The Security Council’s vote confers undeniable legitimacy to “Operation Odyssey Dawn.’’ So does the Arab League request that preceded it.
But while Obama was appropriately mindful of obtaining international approval, he should have followed legal procedures at home and obtained the approval of the US Congress. While few doubt that, in a national emergency, the president can order troops into action, any sustained engagement must be approved by Congress. This isn’t a technicality: It’s embedded in the US Constitution.
In the American system, both political branches have a role to play in war-making. Congress is expected to check and balance the chief executive’s military authority, both by passing judgment on the exercise of that authority and through its power of the purse. That is why the 112th Congress should even now go ahead with debating, and taking a stand on, US action in Libya.

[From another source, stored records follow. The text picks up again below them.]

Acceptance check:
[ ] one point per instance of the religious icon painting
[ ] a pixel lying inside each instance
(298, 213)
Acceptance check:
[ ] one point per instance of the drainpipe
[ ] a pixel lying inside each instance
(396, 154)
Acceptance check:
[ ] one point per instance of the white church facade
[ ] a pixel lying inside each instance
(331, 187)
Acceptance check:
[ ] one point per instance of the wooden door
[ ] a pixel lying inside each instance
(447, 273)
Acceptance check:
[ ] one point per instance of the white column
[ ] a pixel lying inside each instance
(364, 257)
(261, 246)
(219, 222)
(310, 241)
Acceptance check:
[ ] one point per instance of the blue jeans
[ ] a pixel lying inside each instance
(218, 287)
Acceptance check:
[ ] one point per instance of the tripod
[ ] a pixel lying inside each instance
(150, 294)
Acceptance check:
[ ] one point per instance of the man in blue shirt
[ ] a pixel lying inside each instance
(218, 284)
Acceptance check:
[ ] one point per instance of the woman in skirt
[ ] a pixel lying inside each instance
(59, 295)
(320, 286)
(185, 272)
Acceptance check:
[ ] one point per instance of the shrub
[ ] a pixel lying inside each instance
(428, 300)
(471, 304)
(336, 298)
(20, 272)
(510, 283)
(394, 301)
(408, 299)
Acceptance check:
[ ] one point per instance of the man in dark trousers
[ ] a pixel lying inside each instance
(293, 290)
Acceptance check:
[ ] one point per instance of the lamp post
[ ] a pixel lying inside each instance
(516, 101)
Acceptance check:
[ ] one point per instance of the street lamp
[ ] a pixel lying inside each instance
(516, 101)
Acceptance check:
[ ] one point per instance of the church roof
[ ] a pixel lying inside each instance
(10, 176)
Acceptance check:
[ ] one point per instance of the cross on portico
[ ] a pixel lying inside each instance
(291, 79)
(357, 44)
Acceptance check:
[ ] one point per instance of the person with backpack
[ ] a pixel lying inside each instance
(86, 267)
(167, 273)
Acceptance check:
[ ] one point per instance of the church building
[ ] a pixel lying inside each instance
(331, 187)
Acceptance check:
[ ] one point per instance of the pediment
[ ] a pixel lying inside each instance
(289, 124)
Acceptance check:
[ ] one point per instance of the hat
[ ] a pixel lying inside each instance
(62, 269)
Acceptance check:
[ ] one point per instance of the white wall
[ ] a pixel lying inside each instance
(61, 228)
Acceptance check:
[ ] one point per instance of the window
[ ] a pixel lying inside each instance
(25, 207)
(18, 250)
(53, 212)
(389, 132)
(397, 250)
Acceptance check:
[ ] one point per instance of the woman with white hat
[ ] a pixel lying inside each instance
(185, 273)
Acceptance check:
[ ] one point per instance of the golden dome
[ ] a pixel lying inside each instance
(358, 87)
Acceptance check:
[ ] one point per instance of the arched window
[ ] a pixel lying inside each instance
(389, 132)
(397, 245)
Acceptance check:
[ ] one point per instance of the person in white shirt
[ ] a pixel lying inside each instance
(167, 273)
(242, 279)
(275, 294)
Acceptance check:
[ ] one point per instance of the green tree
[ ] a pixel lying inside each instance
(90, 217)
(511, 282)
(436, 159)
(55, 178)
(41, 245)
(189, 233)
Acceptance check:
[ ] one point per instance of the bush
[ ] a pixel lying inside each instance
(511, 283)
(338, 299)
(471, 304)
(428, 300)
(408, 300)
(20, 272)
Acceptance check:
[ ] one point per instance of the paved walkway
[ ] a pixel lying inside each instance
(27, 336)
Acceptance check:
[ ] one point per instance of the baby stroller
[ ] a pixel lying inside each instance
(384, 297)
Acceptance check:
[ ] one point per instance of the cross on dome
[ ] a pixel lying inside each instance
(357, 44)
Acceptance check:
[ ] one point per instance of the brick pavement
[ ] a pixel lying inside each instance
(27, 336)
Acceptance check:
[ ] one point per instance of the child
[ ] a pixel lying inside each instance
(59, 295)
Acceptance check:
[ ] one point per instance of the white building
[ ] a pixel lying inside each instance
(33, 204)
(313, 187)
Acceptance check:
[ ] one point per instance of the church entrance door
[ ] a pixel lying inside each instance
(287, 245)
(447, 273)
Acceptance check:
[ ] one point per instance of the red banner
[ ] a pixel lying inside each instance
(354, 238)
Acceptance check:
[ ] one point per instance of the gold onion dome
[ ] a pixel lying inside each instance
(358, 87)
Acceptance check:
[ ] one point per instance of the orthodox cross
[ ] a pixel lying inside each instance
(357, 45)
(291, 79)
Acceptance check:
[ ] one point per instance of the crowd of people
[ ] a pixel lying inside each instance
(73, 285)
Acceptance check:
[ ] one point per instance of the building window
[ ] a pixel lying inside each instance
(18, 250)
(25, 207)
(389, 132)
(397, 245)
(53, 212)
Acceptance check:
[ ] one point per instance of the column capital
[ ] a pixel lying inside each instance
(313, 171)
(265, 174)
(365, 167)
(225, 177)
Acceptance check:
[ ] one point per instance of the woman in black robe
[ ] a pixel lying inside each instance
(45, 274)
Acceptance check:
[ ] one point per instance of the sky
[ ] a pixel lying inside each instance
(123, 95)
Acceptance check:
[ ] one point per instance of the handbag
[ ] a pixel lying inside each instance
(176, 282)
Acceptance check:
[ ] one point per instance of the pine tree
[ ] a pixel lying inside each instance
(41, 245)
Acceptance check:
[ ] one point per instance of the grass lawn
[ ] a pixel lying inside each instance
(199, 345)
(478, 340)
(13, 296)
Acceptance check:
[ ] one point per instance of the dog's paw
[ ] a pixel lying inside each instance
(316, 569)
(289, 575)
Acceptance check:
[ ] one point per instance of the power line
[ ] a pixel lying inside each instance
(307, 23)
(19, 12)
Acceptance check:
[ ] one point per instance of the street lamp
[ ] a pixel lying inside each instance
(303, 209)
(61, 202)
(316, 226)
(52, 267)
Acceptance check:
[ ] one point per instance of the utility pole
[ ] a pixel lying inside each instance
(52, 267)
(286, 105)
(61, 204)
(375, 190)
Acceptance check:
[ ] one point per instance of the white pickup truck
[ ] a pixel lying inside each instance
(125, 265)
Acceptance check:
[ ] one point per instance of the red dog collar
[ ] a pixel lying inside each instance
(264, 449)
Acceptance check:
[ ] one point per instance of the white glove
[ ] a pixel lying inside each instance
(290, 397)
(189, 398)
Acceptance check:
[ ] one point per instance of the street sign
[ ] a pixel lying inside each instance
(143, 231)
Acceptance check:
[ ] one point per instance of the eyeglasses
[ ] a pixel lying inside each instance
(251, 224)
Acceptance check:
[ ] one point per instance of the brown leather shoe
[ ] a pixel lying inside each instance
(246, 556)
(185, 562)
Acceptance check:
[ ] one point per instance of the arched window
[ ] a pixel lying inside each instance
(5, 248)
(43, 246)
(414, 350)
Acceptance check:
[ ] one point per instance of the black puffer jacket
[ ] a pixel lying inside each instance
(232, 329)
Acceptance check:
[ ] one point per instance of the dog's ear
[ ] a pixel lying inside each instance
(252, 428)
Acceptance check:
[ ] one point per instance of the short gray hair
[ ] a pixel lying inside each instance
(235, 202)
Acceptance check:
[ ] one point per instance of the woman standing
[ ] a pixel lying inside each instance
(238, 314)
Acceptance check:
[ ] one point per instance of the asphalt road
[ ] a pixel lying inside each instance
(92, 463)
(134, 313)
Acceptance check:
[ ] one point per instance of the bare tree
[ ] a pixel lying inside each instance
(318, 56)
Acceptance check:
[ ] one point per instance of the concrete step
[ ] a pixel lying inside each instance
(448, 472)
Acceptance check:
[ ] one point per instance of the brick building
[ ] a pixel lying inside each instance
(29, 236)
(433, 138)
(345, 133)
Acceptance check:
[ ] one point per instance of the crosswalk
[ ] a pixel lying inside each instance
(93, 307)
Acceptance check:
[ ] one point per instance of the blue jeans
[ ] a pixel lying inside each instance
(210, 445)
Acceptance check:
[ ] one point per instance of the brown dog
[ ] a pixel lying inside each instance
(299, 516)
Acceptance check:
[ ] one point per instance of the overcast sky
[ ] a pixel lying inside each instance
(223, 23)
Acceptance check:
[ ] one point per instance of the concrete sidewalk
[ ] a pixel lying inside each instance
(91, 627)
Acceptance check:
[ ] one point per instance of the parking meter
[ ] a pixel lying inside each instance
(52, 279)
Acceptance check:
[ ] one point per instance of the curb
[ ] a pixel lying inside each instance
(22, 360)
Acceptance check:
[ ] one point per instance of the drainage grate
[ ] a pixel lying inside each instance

Like many Americans, Obama was scathing in his criticism of George W. Bush’s stewardship of the war in Iraq. But not even Bush’s most strident foes could claim that he acted without congressional approval: Legislation endorsing military operations against Saddam Hussein was approved by the House and Senate in October 2002, months before the invasion actually began. In 1991, the first President Bush likewise sought a congressional resolution before using military force to expel Iraq from Kuwait.
These moves served the necessary political purpose of ensuring broad support for the troops, and at least postponing a lot of second-guessing of the president’s decisions. Senators and representatives cannot be mere bystanders when the United States involves itself in military operations abroad.
Of course, the commander-in-chief can act without congressional permission to address an actual or imminent threat to the nation. But “history has shown us time and again,’’ insisted Senator Barack Obama in response to a Globe survey back when he campaigned for the White House in 2007, “that military action is most successful when it is authorized and supported by the Legislative branch. It is always preferable to have the informed consent of Congress prior to any military action.’’
As US military involvement against Khadafy intensifies, it is good to have the sanction of the international community. The sanction of Congress, however, is indispensable.